Socialement, je me renferme sur moi-même. Ma vie sociale est aussi une vie d'ascète. Je vois beaucoup moins mes amis, j'ai du mal à penser à autre chose, j'oublie de prendre du temps pour moi.
C'est dangereux, et j'en ai pris conscience. Allié à une vie sentimentale complexe, j'en oublie totalement de penser à moi. Ecrire aujourd'hui est le reflet d'un besoin urgent d'y remédier. J'ai
pu constater par le passé que mon instinct de survie est sacrément tenace. Les fondations de ma maison intérieure sont solides. Mais quand je me nie, c'est qu'il y a péril.

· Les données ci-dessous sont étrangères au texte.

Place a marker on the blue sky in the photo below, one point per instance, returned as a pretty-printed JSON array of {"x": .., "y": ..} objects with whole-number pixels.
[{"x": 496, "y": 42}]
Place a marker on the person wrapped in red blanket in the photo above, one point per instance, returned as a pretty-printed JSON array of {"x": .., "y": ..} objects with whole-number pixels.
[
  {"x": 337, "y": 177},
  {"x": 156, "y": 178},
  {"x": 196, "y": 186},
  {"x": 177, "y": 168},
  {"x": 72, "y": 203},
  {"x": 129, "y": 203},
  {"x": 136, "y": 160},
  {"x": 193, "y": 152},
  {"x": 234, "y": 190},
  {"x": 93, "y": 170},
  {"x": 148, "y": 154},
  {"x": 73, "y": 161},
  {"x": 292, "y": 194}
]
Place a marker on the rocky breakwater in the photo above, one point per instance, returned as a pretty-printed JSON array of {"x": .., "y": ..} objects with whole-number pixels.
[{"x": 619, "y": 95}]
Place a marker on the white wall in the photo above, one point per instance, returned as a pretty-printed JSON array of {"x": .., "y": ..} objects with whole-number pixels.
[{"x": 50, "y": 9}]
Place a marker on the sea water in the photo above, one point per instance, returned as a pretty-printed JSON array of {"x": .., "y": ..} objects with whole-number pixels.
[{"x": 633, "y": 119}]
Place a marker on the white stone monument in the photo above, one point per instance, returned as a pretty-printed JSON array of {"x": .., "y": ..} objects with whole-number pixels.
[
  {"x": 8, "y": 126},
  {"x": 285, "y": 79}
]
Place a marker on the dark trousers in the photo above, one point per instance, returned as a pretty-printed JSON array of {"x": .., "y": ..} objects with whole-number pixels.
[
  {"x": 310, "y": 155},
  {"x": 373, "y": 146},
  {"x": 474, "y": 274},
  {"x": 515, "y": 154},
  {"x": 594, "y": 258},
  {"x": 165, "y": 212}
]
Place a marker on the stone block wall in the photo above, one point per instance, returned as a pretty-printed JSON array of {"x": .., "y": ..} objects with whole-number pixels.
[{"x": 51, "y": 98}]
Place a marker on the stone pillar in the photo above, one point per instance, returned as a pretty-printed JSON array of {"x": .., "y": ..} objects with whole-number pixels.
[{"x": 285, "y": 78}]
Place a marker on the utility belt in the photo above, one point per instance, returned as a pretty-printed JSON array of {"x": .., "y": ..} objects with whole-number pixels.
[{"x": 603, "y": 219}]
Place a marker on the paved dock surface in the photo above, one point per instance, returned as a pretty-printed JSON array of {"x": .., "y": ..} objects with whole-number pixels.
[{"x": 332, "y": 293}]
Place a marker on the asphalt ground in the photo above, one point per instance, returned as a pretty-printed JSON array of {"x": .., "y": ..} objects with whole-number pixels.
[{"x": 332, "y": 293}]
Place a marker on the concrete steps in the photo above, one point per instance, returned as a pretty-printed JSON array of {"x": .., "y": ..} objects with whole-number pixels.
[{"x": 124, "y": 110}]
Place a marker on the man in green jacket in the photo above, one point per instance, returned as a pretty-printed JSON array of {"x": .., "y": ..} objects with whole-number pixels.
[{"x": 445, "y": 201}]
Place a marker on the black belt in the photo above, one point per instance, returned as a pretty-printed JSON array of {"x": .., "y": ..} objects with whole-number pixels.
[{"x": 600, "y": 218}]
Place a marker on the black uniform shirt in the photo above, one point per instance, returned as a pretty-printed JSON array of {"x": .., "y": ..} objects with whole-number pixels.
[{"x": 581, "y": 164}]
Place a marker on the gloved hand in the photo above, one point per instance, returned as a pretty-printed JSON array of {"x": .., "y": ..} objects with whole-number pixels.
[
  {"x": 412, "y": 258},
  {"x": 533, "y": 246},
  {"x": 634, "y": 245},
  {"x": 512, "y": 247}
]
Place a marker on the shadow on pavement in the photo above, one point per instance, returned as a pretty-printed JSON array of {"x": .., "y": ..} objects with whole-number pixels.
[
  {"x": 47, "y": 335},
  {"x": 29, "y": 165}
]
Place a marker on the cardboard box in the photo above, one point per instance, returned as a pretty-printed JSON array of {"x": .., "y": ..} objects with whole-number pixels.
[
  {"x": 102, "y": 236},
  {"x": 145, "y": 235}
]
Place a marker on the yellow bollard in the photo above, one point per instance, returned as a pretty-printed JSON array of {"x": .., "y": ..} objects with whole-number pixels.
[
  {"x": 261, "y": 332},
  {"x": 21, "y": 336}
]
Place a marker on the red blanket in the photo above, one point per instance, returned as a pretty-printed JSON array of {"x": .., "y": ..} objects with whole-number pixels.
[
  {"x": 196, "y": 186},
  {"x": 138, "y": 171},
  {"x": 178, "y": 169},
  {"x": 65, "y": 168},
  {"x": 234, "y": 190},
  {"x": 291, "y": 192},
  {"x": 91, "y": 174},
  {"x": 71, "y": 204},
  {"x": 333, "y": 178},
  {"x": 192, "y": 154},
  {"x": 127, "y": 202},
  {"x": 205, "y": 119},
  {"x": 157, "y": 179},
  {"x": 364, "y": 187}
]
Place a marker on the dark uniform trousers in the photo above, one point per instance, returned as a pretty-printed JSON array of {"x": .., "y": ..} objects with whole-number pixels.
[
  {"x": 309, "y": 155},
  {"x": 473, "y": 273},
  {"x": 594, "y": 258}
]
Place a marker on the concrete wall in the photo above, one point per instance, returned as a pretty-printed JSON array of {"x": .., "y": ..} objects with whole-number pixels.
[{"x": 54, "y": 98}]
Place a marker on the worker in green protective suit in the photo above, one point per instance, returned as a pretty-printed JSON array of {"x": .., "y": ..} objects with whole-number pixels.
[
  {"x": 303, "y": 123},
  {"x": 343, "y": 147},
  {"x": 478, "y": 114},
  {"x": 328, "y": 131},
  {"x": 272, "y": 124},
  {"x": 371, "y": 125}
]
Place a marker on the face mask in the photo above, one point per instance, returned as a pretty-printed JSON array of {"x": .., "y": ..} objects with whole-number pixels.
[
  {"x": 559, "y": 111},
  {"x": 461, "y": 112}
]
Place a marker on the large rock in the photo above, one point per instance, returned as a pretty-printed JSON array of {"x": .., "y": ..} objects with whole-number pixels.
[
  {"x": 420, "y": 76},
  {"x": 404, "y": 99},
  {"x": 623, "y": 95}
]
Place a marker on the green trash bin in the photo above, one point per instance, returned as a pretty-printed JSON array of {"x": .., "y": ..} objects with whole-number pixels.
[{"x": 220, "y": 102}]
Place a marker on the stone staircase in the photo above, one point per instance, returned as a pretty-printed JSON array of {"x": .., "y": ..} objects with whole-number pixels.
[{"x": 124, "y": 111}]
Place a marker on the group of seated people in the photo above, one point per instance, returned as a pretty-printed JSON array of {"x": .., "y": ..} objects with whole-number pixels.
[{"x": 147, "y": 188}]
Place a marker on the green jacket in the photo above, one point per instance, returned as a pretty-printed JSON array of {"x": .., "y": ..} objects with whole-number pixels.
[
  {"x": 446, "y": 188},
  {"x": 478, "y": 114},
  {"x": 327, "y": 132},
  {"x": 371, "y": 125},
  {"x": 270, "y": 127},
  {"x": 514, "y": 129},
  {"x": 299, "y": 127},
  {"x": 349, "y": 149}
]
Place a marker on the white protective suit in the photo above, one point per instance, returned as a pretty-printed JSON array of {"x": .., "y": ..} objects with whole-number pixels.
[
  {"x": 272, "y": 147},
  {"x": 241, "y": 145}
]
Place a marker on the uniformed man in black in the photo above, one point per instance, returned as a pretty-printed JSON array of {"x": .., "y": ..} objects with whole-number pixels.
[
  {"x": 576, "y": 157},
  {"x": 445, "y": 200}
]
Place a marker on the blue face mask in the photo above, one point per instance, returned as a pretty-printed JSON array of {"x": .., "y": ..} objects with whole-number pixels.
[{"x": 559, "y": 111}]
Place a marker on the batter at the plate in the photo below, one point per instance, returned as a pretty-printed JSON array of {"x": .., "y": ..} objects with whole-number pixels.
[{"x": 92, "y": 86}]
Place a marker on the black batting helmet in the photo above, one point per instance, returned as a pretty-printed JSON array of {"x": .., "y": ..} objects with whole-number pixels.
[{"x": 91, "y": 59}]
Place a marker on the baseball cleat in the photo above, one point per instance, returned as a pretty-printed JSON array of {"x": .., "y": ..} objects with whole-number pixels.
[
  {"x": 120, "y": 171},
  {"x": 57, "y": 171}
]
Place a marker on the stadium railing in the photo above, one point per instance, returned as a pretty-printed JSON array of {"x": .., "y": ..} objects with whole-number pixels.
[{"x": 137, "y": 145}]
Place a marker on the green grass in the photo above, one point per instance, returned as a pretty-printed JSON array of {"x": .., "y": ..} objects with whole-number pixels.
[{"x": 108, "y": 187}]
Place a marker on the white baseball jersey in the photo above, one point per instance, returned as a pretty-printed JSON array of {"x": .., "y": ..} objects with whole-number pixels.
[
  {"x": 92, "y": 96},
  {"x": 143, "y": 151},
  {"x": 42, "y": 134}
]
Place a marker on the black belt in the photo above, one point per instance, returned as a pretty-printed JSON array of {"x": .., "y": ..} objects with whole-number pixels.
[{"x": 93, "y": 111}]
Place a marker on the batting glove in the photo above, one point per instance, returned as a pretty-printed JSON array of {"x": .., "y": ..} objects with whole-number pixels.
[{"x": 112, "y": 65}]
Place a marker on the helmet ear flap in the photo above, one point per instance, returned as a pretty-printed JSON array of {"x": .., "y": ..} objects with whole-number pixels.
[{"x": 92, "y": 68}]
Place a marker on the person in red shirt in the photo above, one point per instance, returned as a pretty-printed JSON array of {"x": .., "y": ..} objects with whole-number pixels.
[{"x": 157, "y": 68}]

Je suis épuisé, parce que je ressens aussi que je suis sans cesse en train de combattre, de lutter. J'ai oublié ce qu'était le repos. J'ai oublié ce qu'était d'aller au cinéma, de prendre un
week-end pour soi. Je me bats quotidiennement, pas contre des châteaux en Espagne, non, c'est très concret tout ça. Je me bats pour que ma vie sentimentale s'améliore, pour que mes conditions
actuelles de vie s'améliorent, pour que l'entrepreneuriat aboutisse, réussisse. Je me bats aussi pour le local, à coups d'huissier, d'avocate, d'artisans, de propriétaire, de notaire. Fichtre
qu'est-ce que ça me fatigue !
Quand je me regarde dans la glace, je ne me trouve pas désirable. Quand on me dit que je suis beau, car il n'est pas question de noircir le tableau non plus même si les affaires du coeur sont
complexes, je n'y crois pas. Je manque sans doute de reconnaissance, je donne beaucoup mais je reçois peu. Les déconvenues ne sont pas rares. Il faudrait sans doute que je donne moins, que je
devienne quelque part égoïste, mais je ne suis pas forgé dans ce métal-là. L'amour est noble, généreux, réciproque, et renforce à mes yeux. Comment pourrais-je aller à l'encontre de ma conception
de l'amour ? C'est une tâche peu évidente. Ce serait un nivellement par le bas. Ce ne serait pas constructif. Ce serait mourir à petits feux. Je me sens comme une pute délaissée sur une aire
d'autoroute, disais-je. Je suis aux abonnés absents, on a oublié de m'inviter dans l'aventure. Et elle n'y est pour rien. Problème d'attentes d'un côté, et d'absence d'attentes de l'autre. C'est
simple et compliqué à la fois.
C'est une expérience intérieure étrange, disais-je en introduction. Elle est éreintante, mais je suis persuadé, optimisme oblige, qu'elle est très enrichissante. Je suis au niveau 0 du bâtiment :
manger, dormir, aimer. Mes prétentions sont somme toute très modestes. J'avais peur qu'elles soient trop exigeantes, la garde rapprochée de mes amis me confirment que non. Ouf.